2. Environmental thinning

The intuition

A grid cell is the unit of “redundancy” in environmental space. If two occurrences sit in the same cell, the package treats them as carrying the same environmental information and keeps only one. Pick the cell too small, and almost every point survives — thinning does nothing. Pick it too large, and you wipe out genuine ecological variation. We need a data-driven choice that sits between those two extremes.

Why a kernel-density bandwidth?

A kernel density estimator (KDE) replaces every observation with a small “bump” of width h (the bandwidth) and adds the bumps together to estimate the probability density of the variable. The bandwidth is the scale at which the estimator stops resolving individual points and starts producing a smooth curve. Operationally:

• features finer than h are treated as sampling noise,
• features coarser than h are treated as real density structure.

That is exactly the dividing line a thinning grid should respect, so find_env_resolution() uses h (computed independently per variable) as the suggested edge length of each cell.

Which selector?

Three selectors with established statistical properties are available via the method argument:

• Sheather–Jones plug-in ("sheather-jones", the default) — solves an equation for the bandwidth that minimises the asymptotic mean integrated squared error of the density estimate. It uses the data itself (rather than a Gaussian assumption) to estimate the curvature of the unknown density, and is the modern standard recommendation (Sheather & Jones, 1991; Jones, Marron & Sheather, 1996).

• Silverman’s rule of thumb ("silverman") — the closed form \[h = 0.9 \, \min\!\left(\hat\sigma,\, IQR/1.34\right) \, n^{-1/5}.\] Cheap, stable, and a good fallback. Uses the IQR-based scale to resist mild outliers, but assumes the underlying density is approximately Gaussian. Tends to over-smooth multimodal data (Silverman, 1986).

• Scott’s rule ("scott") — the closed form \[h = 1.06 \, \hat\sigma \, n^{-1/5}.\] Optimal when the density is exactly Gaussian; otherwise less defensible than the other two (Scott, 1992).

All three rules shrink at the canonical rate \(n^{-1/5}\): more data buys you a finer resolution, but only slowly. This is the right behaviour for SDM data — doubling your sample size should let you see slightly finer structure, not arbitrarily finer.

Computing the resolution

res <- find_env_resolution(
  data = origin_dat_prepared,
  env_vars = env_vars,
  method = "sheather-jones"
)
res
#> --- Bean environmental grid resolution ---
#> Bandwidth selector: sheather-jones
#> 
#>  variable  resolution
#>     bio_1 0.056162684
#>     bio_4 0.013438324
#>    bio_12 0.004615848
#>    bio_15 0.006501067

Visualising the bandwidth

Each panel below shows the per-variable kernel density. The red bar at the bottom of each panel has length equal to the chosen bandwidth — the cell width that will be used for thinning.

plot(res)

Sensitivity to the selector

It’s worth checking that the three rules give comparable answers; if they don’t, the data is far from Gaussian and you may want to inspect the densities yourself.

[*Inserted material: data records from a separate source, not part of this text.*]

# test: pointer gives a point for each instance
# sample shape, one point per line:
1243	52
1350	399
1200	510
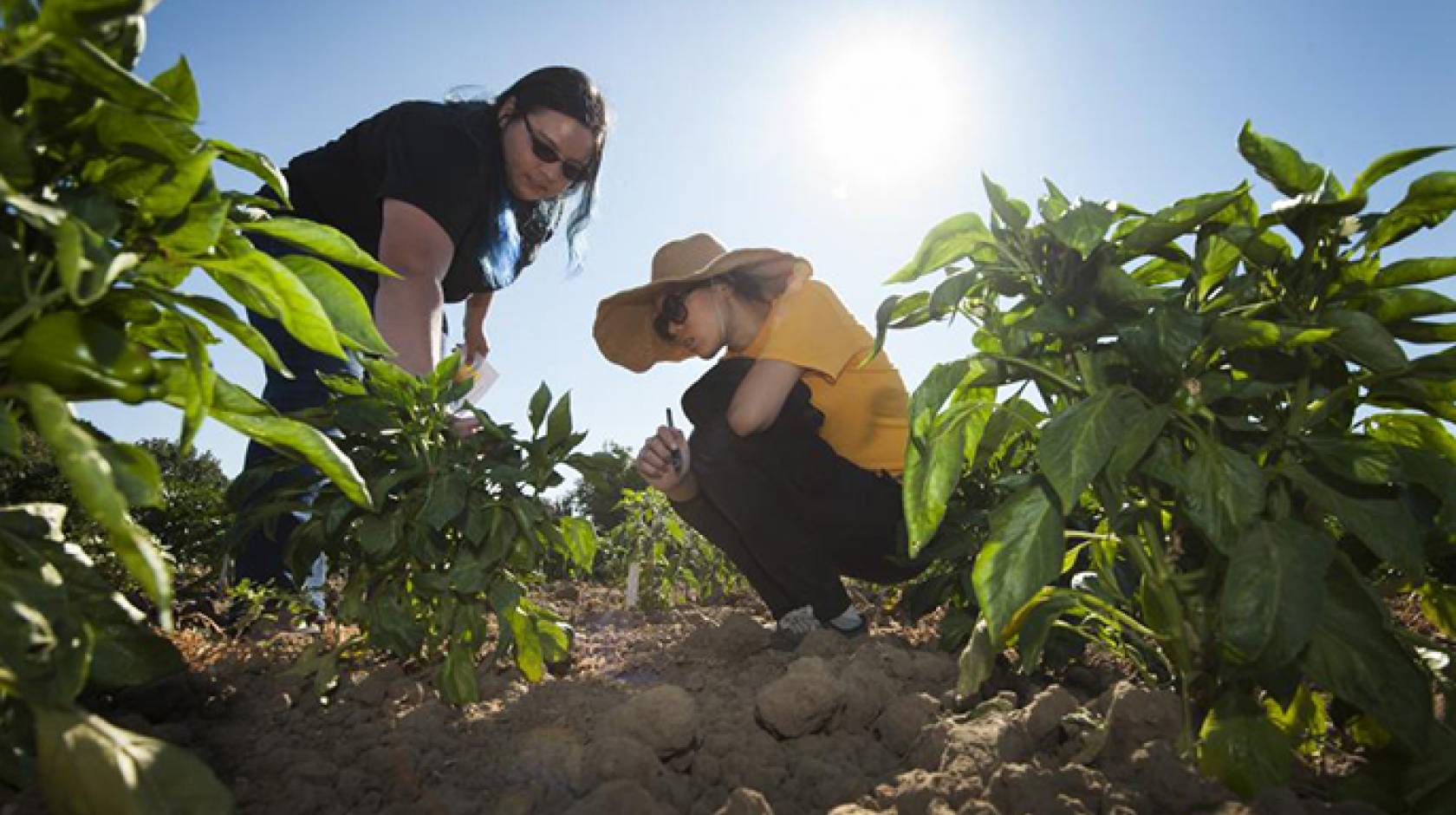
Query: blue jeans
261	557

sapply(c("sheather-jones", "silverman", "scott"), function(m) {
  find_env_resolution(origin_dat_prepared, env_vars, method = m)$suggested_resolution
})
#>        sheather-jones  silverman      scott
#> bio_1     0.056162684 0.17981503 0.21178215
#> bio_4     0.013438324 0.03959521 0.04663436
#> bio_12    0.004615848 0.01530801 0.01802943
#> bio_15    0.006501067 0.02394656 0.02820372